Beim Thema Rente wird mit öffentlichen Aussagen weiter gewartet, das ist vermintes Gelände angesichts von 17 Millionen Rentnern. Weder der Finanzminister will durch eine solche öffentliche Forderung erneut zum "Buhmann der Nation" werden, noch will Ministerin Schmidt durch ein Entgegenkommen vorab zu viel Boden für die Verhandlungen preisgeben. Hier dürfte nach dem Tabaksteuer-Streit erneut einiges zwischen Eichel und Schmidt zu besprechen sein.
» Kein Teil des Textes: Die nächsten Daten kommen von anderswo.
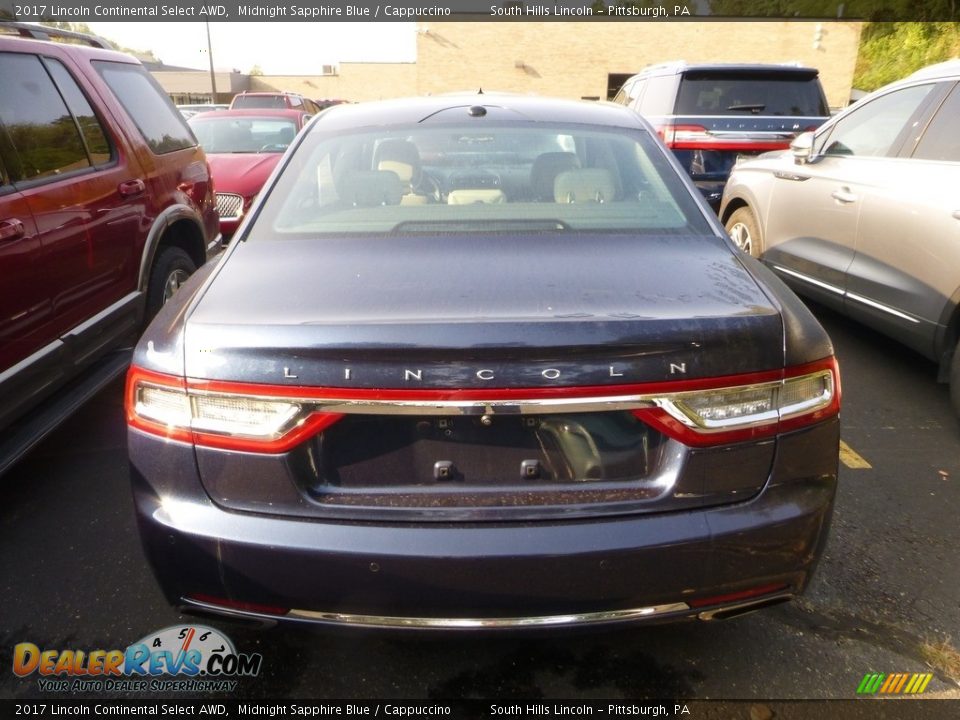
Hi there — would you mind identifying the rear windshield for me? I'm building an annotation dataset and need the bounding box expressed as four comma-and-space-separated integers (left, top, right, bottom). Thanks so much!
675, 72, 829, 117
188, 113, 297, 153
230, 95, 287, 110
249, 123, 711, 239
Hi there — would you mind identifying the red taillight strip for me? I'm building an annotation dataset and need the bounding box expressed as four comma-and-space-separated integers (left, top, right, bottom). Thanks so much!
124, 365, 343, 453
126, 357, 840, 453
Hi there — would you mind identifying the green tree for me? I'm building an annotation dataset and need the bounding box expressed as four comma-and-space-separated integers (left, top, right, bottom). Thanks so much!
853, 22, 960, 90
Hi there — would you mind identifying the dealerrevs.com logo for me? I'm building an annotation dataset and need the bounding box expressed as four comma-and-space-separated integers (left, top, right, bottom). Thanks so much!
13, 625, 263, 692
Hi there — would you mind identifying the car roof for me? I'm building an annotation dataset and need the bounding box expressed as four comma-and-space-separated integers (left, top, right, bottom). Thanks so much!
905, 58, 960, 80
635, 60, 820, 77
237, 90, 303, 97
314, 92, 648, 132
0, 22, 142, 65
190, 108, 310, 120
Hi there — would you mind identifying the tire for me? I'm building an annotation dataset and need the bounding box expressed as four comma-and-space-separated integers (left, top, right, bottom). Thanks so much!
726, 207, 763, 258
950, 343, 960, 416
144, 247, 197, 324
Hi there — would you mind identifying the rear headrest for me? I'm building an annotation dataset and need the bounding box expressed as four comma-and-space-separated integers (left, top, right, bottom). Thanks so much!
530, 152, 580, 202
337, 170, 403, 207
553, 168, 617, 203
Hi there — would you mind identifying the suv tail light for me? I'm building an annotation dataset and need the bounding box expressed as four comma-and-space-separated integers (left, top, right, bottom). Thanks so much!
126, 357, 840, 453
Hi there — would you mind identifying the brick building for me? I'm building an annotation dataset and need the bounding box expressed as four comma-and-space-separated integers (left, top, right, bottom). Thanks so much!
158, 20, 861, 107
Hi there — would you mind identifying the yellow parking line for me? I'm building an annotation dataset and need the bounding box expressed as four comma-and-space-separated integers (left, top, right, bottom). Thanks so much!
840, 440, 873, 470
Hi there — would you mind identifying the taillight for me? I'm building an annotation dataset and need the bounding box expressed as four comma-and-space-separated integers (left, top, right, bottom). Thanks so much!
126, 366, 343, 453
657, 125, 713, 150
126, 357, 840, 453
634, 357, 840, 447
656, 124, 796, 152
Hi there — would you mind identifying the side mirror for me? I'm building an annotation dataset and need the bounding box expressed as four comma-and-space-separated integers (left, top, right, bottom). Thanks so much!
790, 131, 814, 165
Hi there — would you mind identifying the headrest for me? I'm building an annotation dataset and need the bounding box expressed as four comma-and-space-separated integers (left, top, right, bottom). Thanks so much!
530, 152, 580, 202
553, 168, 617, 203
376, 139, 420, 184
337, 170, 403, 207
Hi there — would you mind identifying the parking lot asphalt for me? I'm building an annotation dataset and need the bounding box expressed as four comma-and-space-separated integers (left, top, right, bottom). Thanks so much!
0, 308, 960, 704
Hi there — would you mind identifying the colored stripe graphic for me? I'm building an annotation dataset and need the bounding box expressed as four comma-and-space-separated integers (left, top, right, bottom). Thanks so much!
857, 673, 933, 695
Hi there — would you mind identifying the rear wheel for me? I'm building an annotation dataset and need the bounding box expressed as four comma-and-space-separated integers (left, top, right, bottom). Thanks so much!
146, 247, 197, 322
726, 207, 763, 258
950, 343, 960, 415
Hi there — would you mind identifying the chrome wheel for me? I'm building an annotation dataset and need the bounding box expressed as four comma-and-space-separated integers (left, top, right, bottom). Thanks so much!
726, 207, 763, 257
727, 222, 753, 255
163, 268, 190, 305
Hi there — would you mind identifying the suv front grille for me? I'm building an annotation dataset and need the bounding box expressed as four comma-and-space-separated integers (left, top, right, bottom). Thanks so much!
217, 193, 243, 220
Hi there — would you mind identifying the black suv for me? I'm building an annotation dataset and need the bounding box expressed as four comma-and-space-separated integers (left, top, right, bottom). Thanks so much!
614, 62, 830, 210
0, 22, 218, 473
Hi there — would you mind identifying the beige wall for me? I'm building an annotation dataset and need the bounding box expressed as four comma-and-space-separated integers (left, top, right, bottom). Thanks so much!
417, 21, 861, 106
158, 20, 861, 107
250, 63, 417, 102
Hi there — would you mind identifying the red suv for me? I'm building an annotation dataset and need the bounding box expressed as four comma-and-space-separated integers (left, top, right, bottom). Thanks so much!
0, 23, 217, 473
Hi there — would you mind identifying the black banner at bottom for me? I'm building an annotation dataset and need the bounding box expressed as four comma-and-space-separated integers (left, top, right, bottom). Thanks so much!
0, 698, 960, 720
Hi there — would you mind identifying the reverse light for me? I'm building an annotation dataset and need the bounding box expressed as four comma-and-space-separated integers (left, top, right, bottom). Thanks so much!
126, 357, 840, 453
634, 358, 840, 447
126, 367, 342, 452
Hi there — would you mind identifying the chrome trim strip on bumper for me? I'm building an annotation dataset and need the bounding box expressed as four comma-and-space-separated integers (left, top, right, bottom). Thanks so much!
773, 265, 846, 297
773, 265, 920, 324
697, 593, 794, 622
183, 599, 690, 630
847, 292, 920, 324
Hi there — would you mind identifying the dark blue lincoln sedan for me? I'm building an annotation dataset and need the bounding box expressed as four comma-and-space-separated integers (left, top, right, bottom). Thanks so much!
126, 94, 840, 629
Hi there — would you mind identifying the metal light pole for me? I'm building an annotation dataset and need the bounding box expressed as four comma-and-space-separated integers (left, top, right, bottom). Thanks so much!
204, 21, 217, 103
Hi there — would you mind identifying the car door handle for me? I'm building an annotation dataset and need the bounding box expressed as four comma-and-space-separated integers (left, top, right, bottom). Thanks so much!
830, 188, 857, 203
117, 179, 147, 197
0, 218, 26, 242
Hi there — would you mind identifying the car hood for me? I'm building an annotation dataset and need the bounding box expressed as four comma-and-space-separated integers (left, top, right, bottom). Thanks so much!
207, 152, 283, 197
184, 233, 784, 387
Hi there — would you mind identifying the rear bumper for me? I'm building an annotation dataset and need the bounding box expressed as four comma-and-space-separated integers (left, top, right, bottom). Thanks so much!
130, 419, 839, 629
Beim Thema Subventionen wird Eichel von den Grünen zum Jagen getragen. Der Mangelverwalter plant angeblich lediglich, die in den vergangenen Jahren um 30 Prozent auf 7,7 Milliarden Euro gekürzten Subventionsausgaben um rund eine weitere Milliarde zu verringern - bisher. "Das ist nicht der Mühe wert", klagt Grünen-Haushaltssprecherin Antje Hermenau. Für den Bund müssten bei den Finanzhilfen und Steuervergünstigungen mindestens 5 Milliarden Einsparungen herausspringen.
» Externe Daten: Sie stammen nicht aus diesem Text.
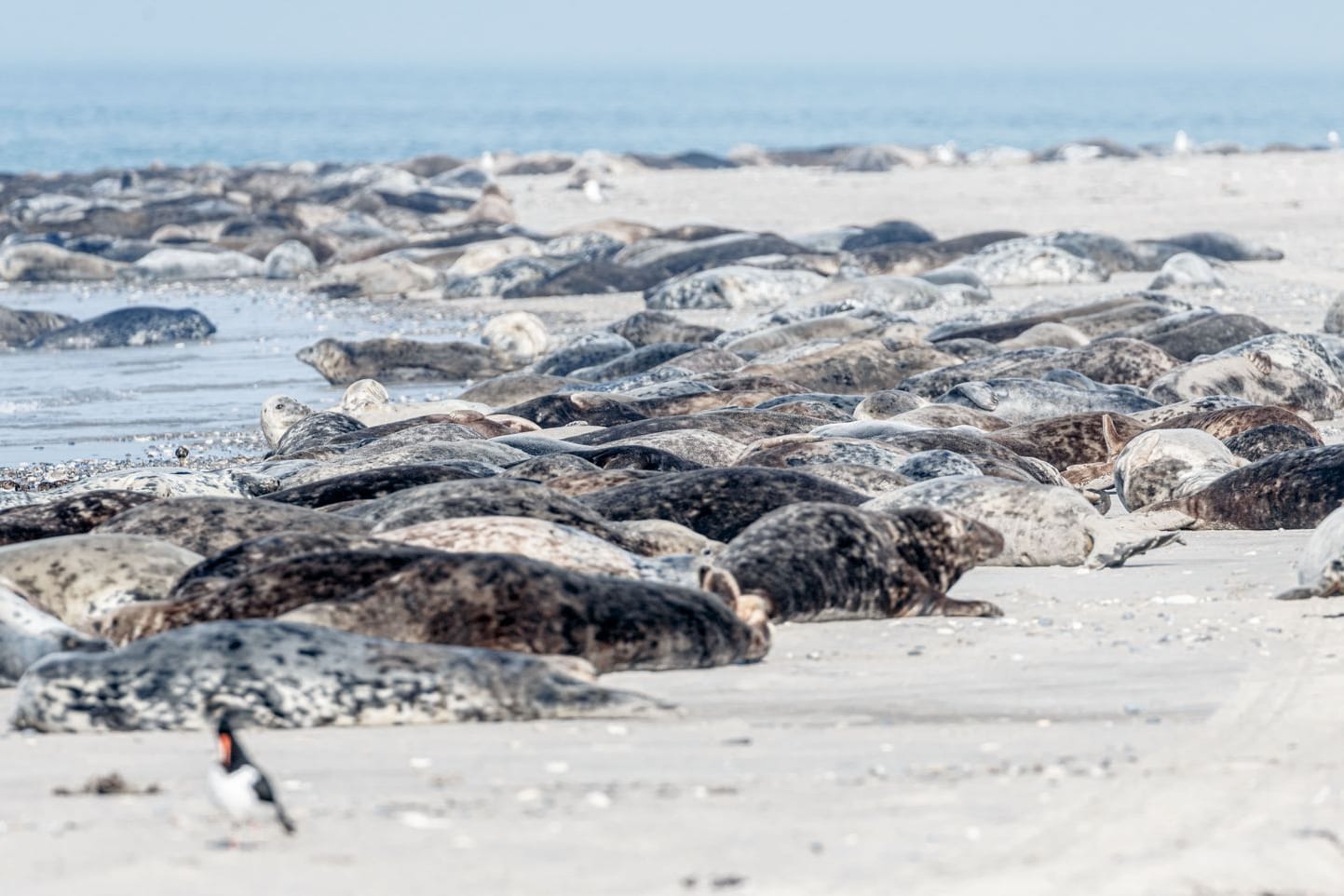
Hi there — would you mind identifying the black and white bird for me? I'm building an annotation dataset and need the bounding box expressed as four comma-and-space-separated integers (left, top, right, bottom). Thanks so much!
207, 714, 294, 835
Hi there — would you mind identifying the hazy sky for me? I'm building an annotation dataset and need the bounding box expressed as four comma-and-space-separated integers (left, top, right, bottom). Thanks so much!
10, 0, 1344, 69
Eichel erhofft sich vor allem im Sozialbereich Einsparungen. Hermenau ist da mutiger und fordert, "endlich auch die 13. Monatspensionen" der ehemaligen Bundesbediensteten zu streichen. Das brächte Mehreinnahmen von etwa 500 Millionen bis eine Milliarde Euro. Eichel selbst hat bereits die aktiven Bundesbeamten im Auge mit Streichungen beim Urlaubs- und Weihnachtsgeld.
Subventionen auf dem Prüfstand
Doch ganz so couragiert, wie die Grünen sich beim Thema Subventionen aufstellen, sind sie dann im Detail auch nicht. Der Parteirat fordert zwar einen "mutigen und ehrgeizigen" Abbau von Subventionen. Sie legten sich aber nicht auf eigene konkrete Vorschläge fest. Das hat politische Gründe. Im Auge haben sie zwar Kürzungen bei der Entfernungspauschale für Berufspendler, der Eigenheimzulage, der Steinkohle und dem Agrardiesel. Aber angesichts der knirschenden Koalition in Düsseldorf erscheint es ihnen gerade nicht opportun so große Brocken wie die Steinkohle anzugehen, weil das in Nordrhein-Westfalen vor allem die SPD-Klientel trifft.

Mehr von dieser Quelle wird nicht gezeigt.